In parables class 101, the first move for us is usually to find our place in the parable. When the injured man is in the ditch, are we the religious folk walk by on the other side or are we the Samaritan stopping to help. Maybe we’re the one in the ditch. Are you more like a younger brother who returns after a the worst gap year ever or the older brother who resents the welcome home party, or the father who runs with open arms. Trying to play the naming game with parables usually hits a wall at some point. Who wants to believe in God as a judge who gives in to the bold courageous persistent widow to get her to stop bothering God? When the friend comes knocking at midnight, is God really going to tell the friend to go away, roll over, and put a pillow over the head?
Imagine when it comes to the parable of the friend at midnight, if that is you and I all tucked in with the kids soundly asleep and it is God who comes knocking. What if God is the friend at midnight. Knocking to ask for your help because “It is midnight in the world today.
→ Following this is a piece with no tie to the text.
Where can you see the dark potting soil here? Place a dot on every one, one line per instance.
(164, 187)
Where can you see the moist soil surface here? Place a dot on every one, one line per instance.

The darkness is so deep that we hardly see which way to turn.” God, the friend at midnight, the persistent, persevering, tenacious, shameless friend who even at the midnight hour, won’t go away.
The Victorious Christ in the Book of Revelation, to the church in Philadelphia: “Look, I have set before you an open door which no one is able to shut.” And to the church in Laodicea: “Behold, I am standing at the door, knocking; if you hear my voice and open the door, I will come into you and eat with you, and you with me.”
The persistent and shameless presence and promise of God in our world and in our lives…even and maybe especially, at midnight.